C’est dans ce cadre qu’il faut interpréter ce qu’on appelle le « Jour de la Libération » du 2 avril, ce qui aide partiellement à expliquer la logique politique derrière l’introduction d’un tarif minimum de base de 10 % sur toutes les importations américaines, ainsi que des tarifs « réciproques » supplémentaires à l’encontre de certains partenaires commerciaux, comme la Chine. En outre, cela s’est ajouté à d’autres tarifs sectoriels. Bien que plusieurs exemptions aient déjà été annoncées après les répercussions du « Jour de la Libération » sur les principales classes d’actifs américaines, les tarifs américains restent néanmoins à des niveaux multiples par rapport aux normes des quatre dernières générations.

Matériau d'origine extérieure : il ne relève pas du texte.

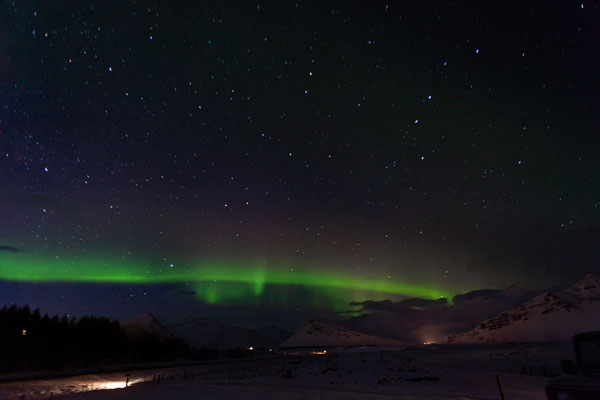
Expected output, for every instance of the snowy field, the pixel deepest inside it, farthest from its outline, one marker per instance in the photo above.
(456, 372)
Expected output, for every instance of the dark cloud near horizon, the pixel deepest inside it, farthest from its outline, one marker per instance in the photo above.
(412, 303)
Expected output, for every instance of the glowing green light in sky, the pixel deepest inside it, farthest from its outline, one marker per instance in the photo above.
(214, 281)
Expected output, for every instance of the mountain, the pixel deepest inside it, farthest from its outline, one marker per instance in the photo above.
(548, 317)
(321, 333)
(146, 324)
(203, 332)
(435, 322)
(470, 309)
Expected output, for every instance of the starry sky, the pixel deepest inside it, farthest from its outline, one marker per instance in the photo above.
(268, 162)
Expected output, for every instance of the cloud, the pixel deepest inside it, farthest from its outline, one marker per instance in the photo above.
(413, 303)
(11, 249)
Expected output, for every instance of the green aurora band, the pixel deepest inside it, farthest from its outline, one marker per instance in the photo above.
(216, 281)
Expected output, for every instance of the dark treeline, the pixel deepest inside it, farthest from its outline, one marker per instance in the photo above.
(30, 341)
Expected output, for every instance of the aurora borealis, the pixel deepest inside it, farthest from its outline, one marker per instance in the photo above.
(271, 162)
(215, 282)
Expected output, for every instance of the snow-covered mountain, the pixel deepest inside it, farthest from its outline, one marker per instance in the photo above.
(320, 333)
(203, 332)
(470, 309)
(435, 322)
(146, 324)
(548, 317)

Cette semaine, afin de mieux comprendre les défis que la politique tarifaire de Trump cherche à relever, nous allons examiner l’ampleur globale et la taille des déséquilibres extérieurs des États-Unis. À notre avis, deux facteurs principaux expliquent les vulnérabilités américaines et permettent de comprendre pourquoi certains groupes politiques estiment qu’il est peut-être temps de prendre des risques élevés pour les atténuer.

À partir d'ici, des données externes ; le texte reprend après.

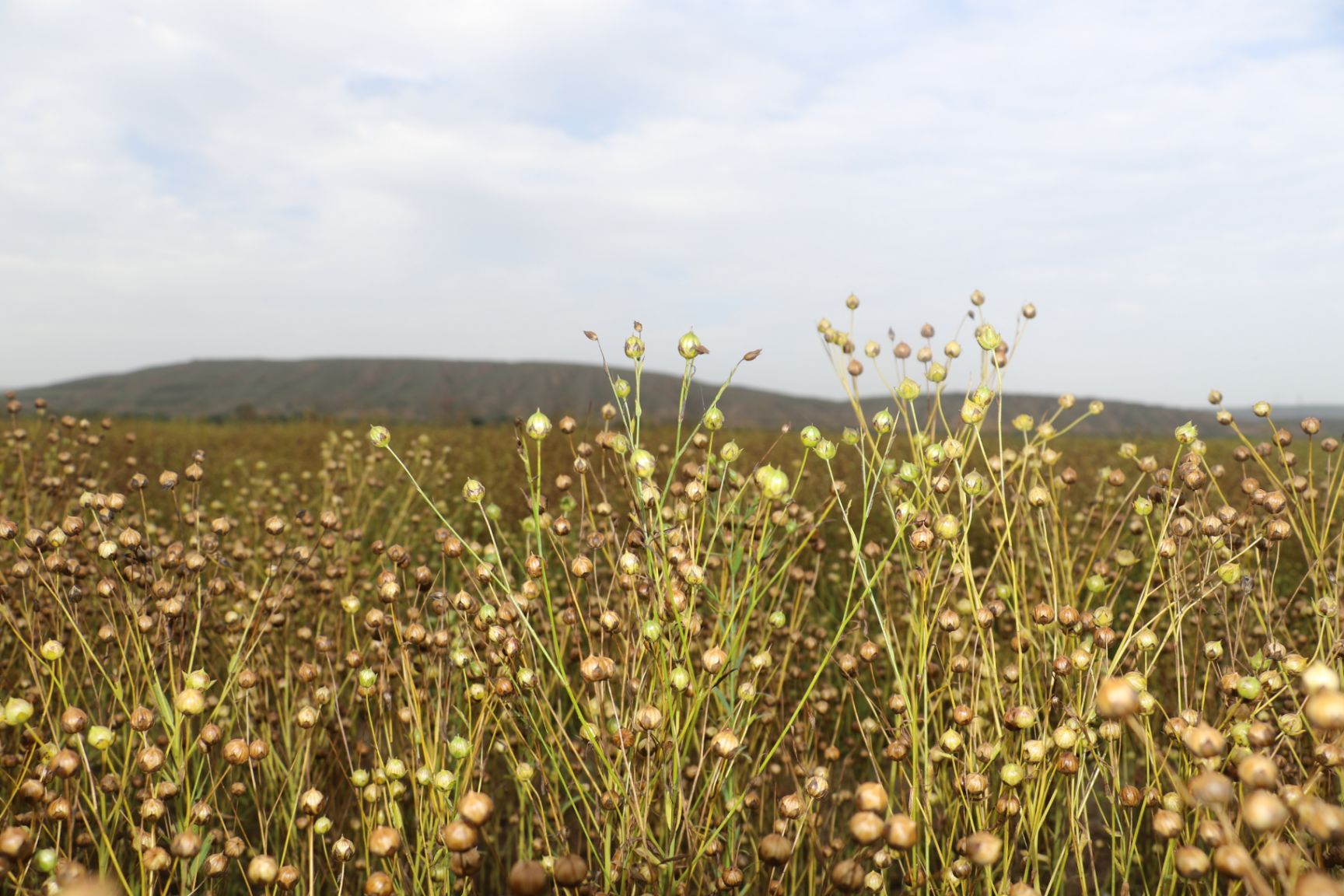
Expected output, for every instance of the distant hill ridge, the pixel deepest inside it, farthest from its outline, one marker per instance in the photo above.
(481, 393)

Déficits courants structurels des États-Unis
(Données trimestrielles, en % du PIB, 1970-2024)

Sources : Haver, Bureau of Economic Analysis des États-Unis, analyse QNB

Premièrement, le solde du compte courant américain, qui mesure les flux de biens, services, revenus et transferts courants entre un pays et le reste du monde, présente des déficits structurels importants. En fait, au cours des 48 dernières années, les États-Unis n’ont enregistré des excédents que durant trois années seulement, et aucun depuis 1991. Il est important de noter qu’après une amélioration significative des déficits courants en pourcentage du PIB après la crise financière mondiale (GFC) et la révolution du schiste de 2007 à 2019, les déficits se sont à nouveau creusés après la pandémie. En valeur nominale, les déficits ont atteint 1,1 billion de dollars l’année dernière et affichaient un solde négatif sur tous les principaux composants du compte courant, à l’exception des services (voyage, éducation, services financiers). Cela signifie qu’en somme, les ménages, les entreprises et le gouvernement américains consomment plus qu’ils ne produisent, nécessitant un financement externe. La poursuite de cette dynamique peut accroître la vulnérabilité des États-Unis vis-à-vis des flux de capitaux et des décisions d’investissement des non-résidents.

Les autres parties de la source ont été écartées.